- Relator(a)
- Ministra Laurita Vaz
- Órgão julgador
- Corte Especial
- Data do julgamento
- 20/11/2017
- Data de publicação
- 27/11/2017
STJ – Acórdão, Rel. Ministra Laurita Vaz, Corte Especial, j. 20/11/2017, p. 27/11/2017
AGRAVO INTERNO. PEDIDO DE SUSPENSÃO. AÇÃO CIVIL PÚBLICA. PARALISAÇÃO DAS ATIVIDADES EXTRATIVISTAS DE ÁGUA MINERAL, ATÉ A APRESENTAÇÃO DO EIA/RIMA, LICENÇAS DOS ÓRGÃOS PÚBLICOS E ALVARÁ DO DNMP. INEXISTÊNCIA DE AÇÃO PROMOVIDA CONTRA AGENTE DO PODER PÚBLICO. PEDIDO DE SUSPENSÃO NÃO CONHECIDO. AGRAVO INTERNO DESPROVIDO. 1. O art. 4.º da Lei n.º 8.437/92 é claro no sentido de que o pleito é cabível quando pessoa jurídica de direito público - ou seus agentes - figure no polo passivo da ação. No caso em exame, a causa de pedir da ação civil pública reside na circunstância de que as Interessadas desenvolvem a atividade extrativista de forma irregular ("sem ter alvará municipal, licença ambiental para funcionamento ou inscrição estadual para a atividade que praticam" - fl. 33). Tal circunstância inibe o conhecimento do presente pedido de suspensão. 2. Obiter dictum, o manejo de feito suspensivo é prerrogativa justificada pela supremacia do interesse público sobre o particular, cujo titular é a coletividade, e supõe a existência de grave lesão à ordem, à saúde, à segurança ou à economia públicas.

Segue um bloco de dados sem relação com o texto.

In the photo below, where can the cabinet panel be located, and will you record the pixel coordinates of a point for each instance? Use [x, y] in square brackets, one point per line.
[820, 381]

É instituto que visa ao sobrestamento de decisões precárias ou ainda reformáveis que tenham efeitos imediatos e lesivos para o Estado. 3. Na espécie, a decisão antecipatória de tutela cujos efeitos se quer sobrestar determinou a imediata paralisação da extração de água mineral desenvolvida pelas Interessadas, até que sejam apresentados, em juízo, o EIA/RIMA e, ainda, as licenças administrativas necessárias, inclusive o alvará emitido pelo DNMP. 4. O interesse público parece estar mais bem resguardado pela decisão sub judice, que prestigiou os princípios da prevenção e da precaução na proteção ao meio ambiente diante das atividades, aparentemente, contrárias às "políticas públicas", bem como à saúde pública. 5. Pleito suspensivo desacompanhado de prova cabal da grave lesão às finanças municipais, sendo insuficiente a mera alegação de que a paralisação das atividades das empresas acarretará a perda de emprego e, ainda, a redução da arrecadação tributária. 6. Agravo interno desprovido. (EDcl na SLS n. 2.134/BA, relatora Ministra Laurita Vaz, Corte Especial, julgado em 20/11/2017, DJe de 27/11/2017.)